Open Access Highly Accessed Method

Methods for analyzing deep sequencing expression data: constructing the human and mouse promoterome with deepCAGE data

Piotr J Balwierz1, Piero Carninci2, Carsten O Daub2, Jun Kawai2, Yoshihide Hayashizaki2, Werner Van Belle3, Christian Beisel3 and Erik van Nimwegen1*

Author Affiliations

1 Biozentrum, University of Basel, and Swiss Institute of Bioinformatics, Klingelbergstrasse 50/70, 4056-CH, Basel, Switzerland

2 RIKEN Omics Science Center, RIKEN Yokohama Institute, 1-7-22 Suehiro-cho Tsurumi-ku Yokohama, Kanagawa, 230-0045 Japan

3 Laboratory of Quantitative Genomics, Department of Biosystems Science and Engineering, Eidgenössische Technische Hochschule Zurich, Mattenstrasse 26, 4058 Basel, Switzerland

For all author emails, please log on.

Genome Biology 2009, 10:R79  doi:10.1186/gb-2009-10-7-r79

Published: 22 July 2009

Abstract

With the advent of ultra high-throughput sequencing technologies, increasingly researchers are turning to deep sequencing for gene expression studies.
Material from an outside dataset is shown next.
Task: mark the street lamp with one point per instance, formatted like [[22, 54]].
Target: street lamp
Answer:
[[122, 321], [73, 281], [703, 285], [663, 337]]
Here we present a set of rigorous methods for normalization, quantification of noise, and co-expression analysis of deep sequencing data. Using these methods on 122 cap analysis of gene expression (CAGE) samples of transcription start sites, we construct genome-wide 'promoteromes' in human and mouse consisting of a three-tiered hierarchy of transcription start sites, transcription start clusters, and transcription start regions.